I thought about taking jukai but it feels a little early to me. I still haven't had a chance to have one-on-one instruction with Sensei, although that's as much bad timing as anything. But my "dharma buddy" mentioned to me that it's better to take jukai later than earlier -- to really want it and not just to take it because it's being offered. (And jukai is more freely offered at our centre than at most, I think. It's not uncommon to require you to be a formal student, or to have completed some longish formal preparation for it.)

And on top of that, there's exactly one precept that I'm having trouble with, the one that's translated as "Not to misuse drugs or alcohol, but to keep the mind clear" or "Refrain from taking intoxicants." For lay students that's generally taken as not abusing alcohol; a glass of wine with dinner is fine, going out on a bender is not fine. But I've also heard that Sensei interprets it to mean abstaining.

Now, I agree that clouding the mind is not a particularly useful practice. But I don't drink because I want to get drunk. I drink craft beer, and single malt scotch, because I like the taste and the variety, and because I like the settings where you drink craft beer and single malt scotch. It's partly a hobby, knowing about the various breweries and distilleries, and partly a social thing because the people I socialize with tend to do the same.

I suppose that you could say I'm attached to the idea of social drinking, and that I should be able to let go of that, but at the same time I don't expect the precepts to be "give this up to demonstrate your commitment." I stopped eating meat out of compassion, not because a precept says "do not take life." Avoid drunkenness? Yes, but that's not the same as avoiding alcohol to me.

So I think my interpretation of that precept is one of moderation; that drinking isn't for the sake of getting intoxicated, and that if I do drink for the taste or the social situation I have to do so mindfully. But I don't think having a pint at the Victory Cafe is going to affect my practice any more than having a coffee at Starbucks.

So from there I wonder what's going to happen if I ask Sensei about that precept and he does interpret it to mean abstaining. It doesn't seem right to avoid asking.
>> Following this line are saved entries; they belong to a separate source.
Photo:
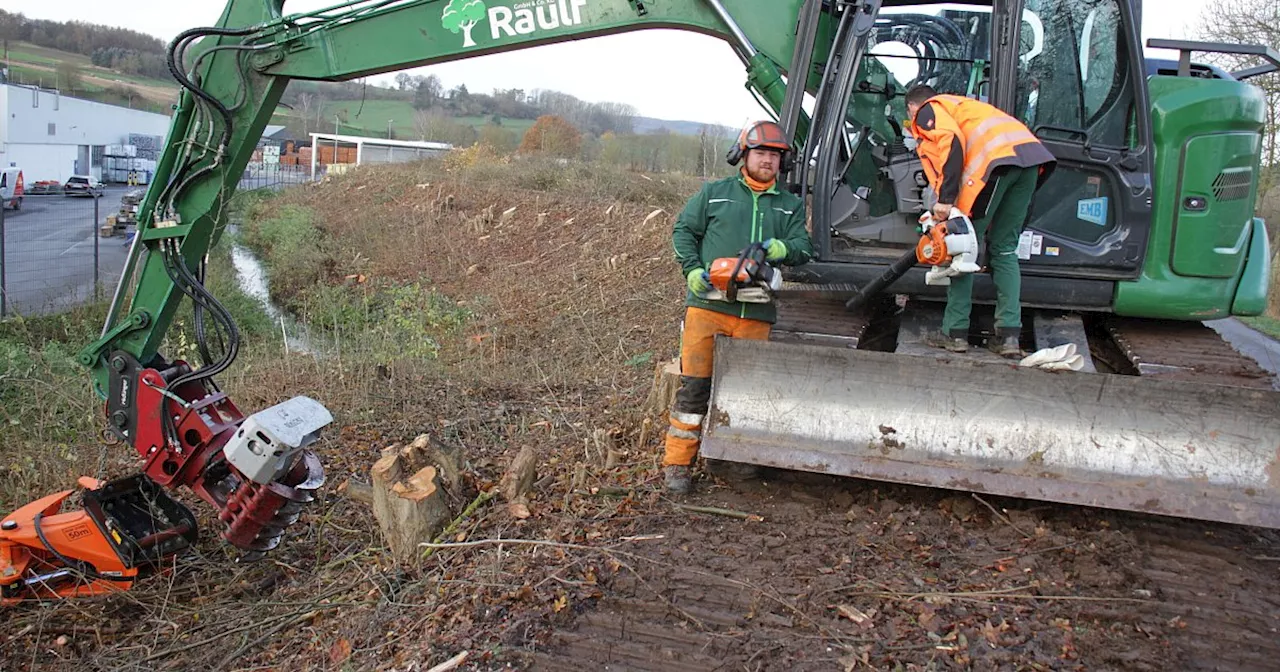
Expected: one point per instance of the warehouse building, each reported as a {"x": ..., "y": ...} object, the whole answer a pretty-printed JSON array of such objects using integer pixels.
[{"x": 53, "y": 137}]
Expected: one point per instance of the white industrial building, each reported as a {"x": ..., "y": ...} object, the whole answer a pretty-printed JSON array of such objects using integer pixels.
[{"x": 51, "y": 136}]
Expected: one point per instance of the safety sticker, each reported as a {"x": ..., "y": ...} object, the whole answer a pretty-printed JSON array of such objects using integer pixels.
[
  {"x": 1024, "y": 245},
  {"x": 1092, "y": 210}
]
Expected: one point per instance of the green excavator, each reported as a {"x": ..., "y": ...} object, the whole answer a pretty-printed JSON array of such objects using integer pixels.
[{"x": 1143, "y": 234}]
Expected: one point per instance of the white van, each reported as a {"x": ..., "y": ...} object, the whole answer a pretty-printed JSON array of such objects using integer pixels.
[{"x": 10, "y": 187}]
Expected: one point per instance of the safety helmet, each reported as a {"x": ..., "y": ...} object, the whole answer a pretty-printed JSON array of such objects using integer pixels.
[{"x": 760, "y": 135}]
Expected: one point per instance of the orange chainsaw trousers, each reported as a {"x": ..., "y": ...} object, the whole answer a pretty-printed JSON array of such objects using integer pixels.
[{"x": 696, "y": 353}]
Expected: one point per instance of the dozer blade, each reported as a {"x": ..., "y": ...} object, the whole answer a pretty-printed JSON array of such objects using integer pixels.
[{"x": 1119, "y": 442}]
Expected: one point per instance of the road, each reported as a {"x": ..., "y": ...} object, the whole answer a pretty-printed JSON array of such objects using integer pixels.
[{"x": 49, "y": 252}]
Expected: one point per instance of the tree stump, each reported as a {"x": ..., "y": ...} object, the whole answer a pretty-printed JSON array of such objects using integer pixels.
[
  {"x": 666, "y": 383},
  {"x": 417, "y": 490}
]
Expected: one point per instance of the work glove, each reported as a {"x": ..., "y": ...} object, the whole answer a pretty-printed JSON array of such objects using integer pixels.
[
  {"x": 775, "y": 250},
  {"x": 699, "y": 282}
]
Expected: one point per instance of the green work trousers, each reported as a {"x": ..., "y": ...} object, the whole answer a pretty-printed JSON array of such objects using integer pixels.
[{"x": 1000, "y": 227}]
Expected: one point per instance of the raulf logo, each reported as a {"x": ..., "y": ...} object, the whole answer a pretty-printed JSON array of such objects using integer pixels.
[
  {"x": 522, "y": 18},
  {"x": 462, "y": 16}
]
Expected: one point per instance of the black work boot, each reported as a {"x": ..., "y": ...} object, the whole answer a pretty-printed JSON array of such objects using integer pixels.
[
  {"x": 679, "y": 478},
  {"x": 938, "y": 339},
  {"x": 1006, "y": 346}
]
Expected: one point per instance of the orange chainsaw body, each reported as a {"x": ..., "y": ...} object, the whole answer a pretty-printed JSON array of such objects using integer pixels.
[{"x": 46, "y": 553}]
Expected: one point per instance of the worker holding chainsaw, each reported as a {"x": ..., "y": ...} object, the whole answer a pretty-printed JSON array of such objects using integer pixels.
[
  {"x": 728, "y": 240},
  {"x": 987, "y": 165}
]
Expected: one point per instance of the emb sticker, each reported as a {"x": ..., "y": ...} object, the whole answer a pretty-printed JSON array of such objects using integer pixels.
[{"x": 1092, "y": 210}]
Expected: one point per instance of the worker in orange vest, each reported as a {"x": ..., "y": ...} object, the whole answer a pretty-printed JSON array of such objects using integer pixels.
[{"x": 988, "y": 165}]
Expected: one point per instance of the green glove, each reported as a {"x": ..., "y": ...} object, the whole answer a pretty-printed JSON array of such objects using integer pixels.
[
  {"x": 775, "y": 250},
  {"x": 699, "y": 282}
]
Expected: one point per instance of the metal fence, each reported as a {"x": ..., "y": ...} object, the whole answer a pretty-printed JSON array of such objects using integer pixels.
[{"x": 51, "y": 255}]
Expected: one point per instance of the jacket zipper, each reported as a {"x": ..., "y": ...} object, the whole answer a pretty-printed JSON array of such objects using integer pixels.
[{"x": 755, "y": 233}]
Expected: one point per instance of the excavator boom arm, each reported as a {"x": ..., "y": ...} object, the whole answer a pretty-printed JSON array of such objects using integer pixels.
[{"x": 240, "y": 69}]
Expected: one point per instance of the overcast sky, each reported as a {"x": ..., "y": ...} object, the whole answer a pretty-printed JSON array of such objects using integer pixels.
[{"x": 670, "y": 74}]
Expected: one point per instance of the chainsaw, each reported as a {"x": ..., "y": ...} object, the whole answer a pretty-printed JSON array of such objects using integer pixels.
[
  {"x": 124, "y": 533},
  {"x": 745, "y": 278},
  {"x": 942, "y": 242}
]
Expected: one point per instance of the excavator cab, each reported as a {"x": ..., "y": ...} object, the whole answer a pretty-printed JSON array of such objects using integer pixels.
[{"x": 1157, "y": 415}]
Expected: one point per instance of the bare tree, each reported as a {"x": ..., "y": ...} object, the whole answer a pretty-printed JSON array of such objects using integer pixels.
[{"x": 1248, "y": 22}]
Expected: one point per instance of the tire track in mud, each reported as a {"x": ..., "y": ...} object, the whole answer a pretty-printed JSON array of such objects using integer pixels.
[{"x": 1146, "y": 593}]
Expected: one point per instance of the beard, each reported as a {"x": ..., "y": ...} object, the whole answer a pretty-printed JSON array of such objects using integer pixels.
[{"x": 762, "y": 174}]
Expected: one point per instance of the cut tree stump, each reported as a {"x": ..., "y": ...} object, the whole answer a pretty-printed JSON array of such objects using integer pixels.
[
  {"x": 666, "y": 383},
  {"x": 416, "y": 493}
]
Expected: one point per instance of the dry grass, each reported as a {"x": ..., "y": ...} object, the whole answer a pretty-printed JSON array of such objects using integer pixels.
[{"x": 545, "y": 324}]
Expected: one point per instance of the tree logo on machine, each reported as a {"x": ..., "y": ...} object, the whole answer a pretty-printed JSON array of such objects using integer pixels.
[
  {"x": 524, "y": 17},
  {"x": 462, "y": 16}
]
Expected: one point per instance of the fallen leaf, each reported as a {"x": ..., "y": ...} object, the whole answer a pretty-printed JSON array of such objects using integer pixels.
[{"x": 855, "y": 615}]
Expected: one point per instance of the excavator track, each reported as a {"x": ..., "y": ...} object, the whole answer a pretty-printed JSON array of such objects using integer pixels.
[
  {"x": 1182, "y": 351},
  {"x": 812, "y": 316}
]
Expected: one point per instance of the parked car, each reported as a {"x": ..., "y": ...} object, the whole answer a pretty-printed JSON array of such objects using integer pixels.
[
  {"x": 45, "y": 186},
  {"x": 82, "y": 186}
]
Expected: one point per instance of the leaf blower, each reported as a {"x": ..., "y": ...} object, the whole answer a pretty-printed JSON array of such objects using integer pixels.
[{"x": 941, "y": 242}]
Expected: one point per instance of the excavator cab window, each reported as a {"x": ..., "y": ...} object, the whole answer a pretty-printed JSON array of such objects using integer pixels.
[{"x": 1082, "y": 68}]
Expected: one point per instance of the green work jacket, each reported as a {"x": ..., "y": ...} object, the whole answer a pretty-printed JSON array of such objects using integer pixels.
[{"x": 722, "y": 219}]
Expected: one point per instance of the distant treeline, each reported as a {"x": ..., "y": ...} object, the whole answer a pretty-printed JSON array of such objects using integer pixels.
[{"x": 122, "y": 49}]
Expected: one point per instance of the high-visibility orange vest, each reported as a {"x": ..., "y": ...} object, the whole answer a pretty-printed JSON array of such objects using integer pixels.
[{"x": 990, "y": 138}]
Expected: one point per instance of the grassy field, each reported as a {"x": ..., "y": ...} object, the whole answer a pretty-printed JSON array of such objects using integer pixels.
[
  {"x": 370, "y": 118},
  {"x": 33, "y": 64}
]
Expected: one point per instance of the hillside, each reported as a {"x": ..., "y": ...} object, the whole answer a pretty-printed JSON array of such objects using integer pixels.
[
  {"x": 77, "y": 76},
  {"x": 501, "y": 307}
]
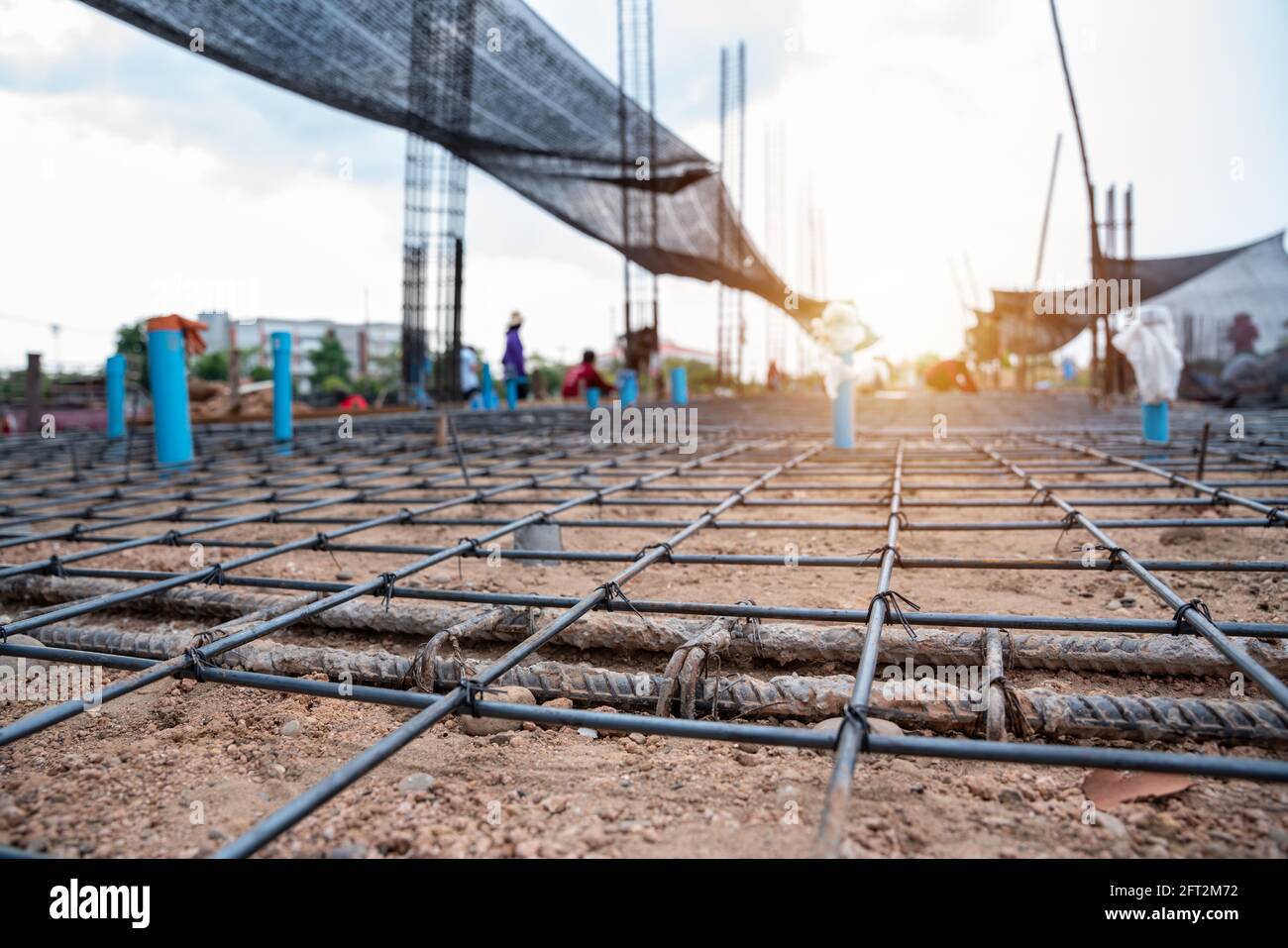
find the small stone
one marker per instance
(415, 784)
(876, 725)
(1112, 824)
(347, 853)
(528, 849)
(485, 727)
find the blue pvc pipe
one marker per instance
(842, 411)
(629, 386)
(681, 385)
(115, 376)
(167, 371)
(1154, 423)
(489, 401)
(281, 343)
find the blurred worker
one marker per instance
(581, 378)
(1243, 334)
(949, 373)
(192, 342)
(352, 401)
(511, 363)
(469, 373)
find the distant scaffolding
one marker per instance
(434, 202)
(638, 132)
(730, 326)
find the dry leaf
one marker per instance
(1107, 789)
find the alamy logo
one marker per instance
(73, 901)
(1099, 296)
(634, 425)
(51, 683)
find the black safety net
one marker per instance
(1025, 322)
(492, 82)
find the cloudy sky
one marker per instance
(136, 178)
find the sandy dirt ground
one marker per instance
(179, 768)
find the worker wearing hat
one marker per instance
(513, 360)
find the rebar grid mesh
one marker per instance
(78, 507)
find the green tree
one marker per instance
(211, 366)
(132, 342)
(329, 363)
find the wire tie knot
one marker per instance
(857, 716)
(1196, 605)
(193, 655)
(1116, 556)
(661, 545)
(386, 587)
(893, 600)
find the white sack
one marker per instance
(1149, 344)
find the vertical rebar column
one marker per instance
(436, 185)
(733, 253)
(636, 89)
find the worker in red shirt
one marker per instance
(581, 378)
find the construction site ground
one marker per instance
(179, 768)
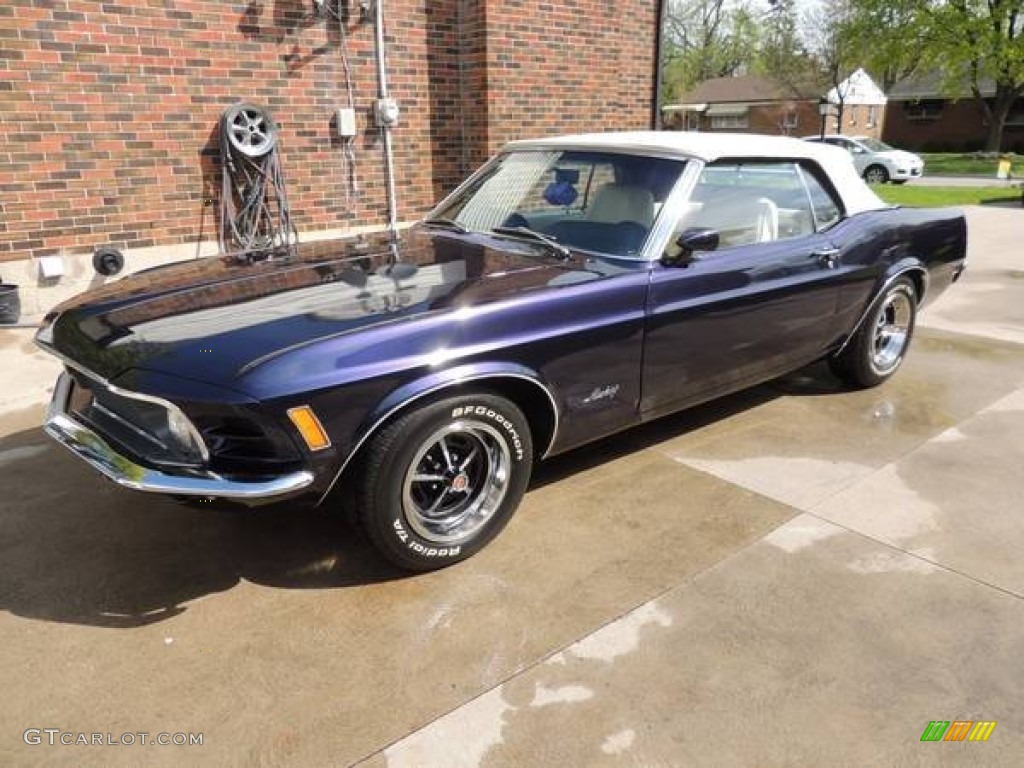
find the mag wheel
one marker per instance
(440, 481)
(878, 348)
(876, 174)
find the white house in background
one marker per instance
(859, 103)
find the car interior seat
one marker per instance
(615, 203)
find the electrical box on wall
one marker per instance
(387, 113)
(346, 123)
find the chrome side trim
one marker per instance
(672, 211)
(89, 446)
(875, 300)
(431, 390)
(197, 437)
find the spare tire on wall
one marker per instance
(10, 304)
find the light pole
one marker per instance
(823, 109)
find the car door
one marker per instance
(764, 302)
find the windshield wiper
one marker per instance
(525, 232)
(446, 224)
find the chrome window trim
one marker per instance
(431, 390)
(197, 437)
(665, 227)
(650, 251)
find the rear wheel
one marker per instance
(877, 350)
(441, 481)
(876, 174)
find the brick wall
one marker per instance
(108, 110)
(958, 127)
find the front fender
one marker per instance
(437, 381)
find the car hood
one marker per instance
(207, 320)
(901, 158)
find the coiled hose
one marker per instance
(254, 212)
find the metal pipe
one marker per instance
(663, 12)
(392, 201)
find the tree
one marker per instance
(705, 39)
(835, 48)
(781, 53)
(890, 37)
(980, 42)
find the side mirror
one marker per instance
(691, 243)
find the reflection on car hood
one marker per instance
(209, 318)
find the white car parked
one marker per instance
(877, 161)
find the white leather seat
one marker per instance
(614, 203)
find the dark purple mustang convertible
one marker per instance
(571, 288)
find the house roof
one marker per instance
(934, 85)
(857, 89)
(857, 197)
(748, 88)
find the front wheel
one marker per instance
(876, 174)
(878, 348)
(441, 481)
It may just be that by the time my practice is ripe enough that I'm ready for jukai that the question will have answered itself.

(I have a little jukai anecdote too but that'll go in another post to keep things separate.)
pinkie pie

Jukai, part two

And the jukai anecdote:

As I've mentioned before, at the Zen Centre, "incense offering" is a polite way of saying "monetary donation" sometimes; if you're taking part in a ceremony that's benefitting you directly -- for instance, becoming a formal student of Sensei or, in this case, taking jukai -- you make a donation to the centre in generosity and gratitude. Personally I wish they'd call it dana and not "incense offering", but I had to laugh when I read this in the email sent to all members with info about this weekend's jukai ceremony:

What amount constitutes a proper donation is up to each individual. However, it is not appropriate to place an envelope that is empty or that contains a few cents in the offering bowl. Offerings such as sticks of incense or flower petals are also inappropriate.

There's some history in that paragraph, I'm sure!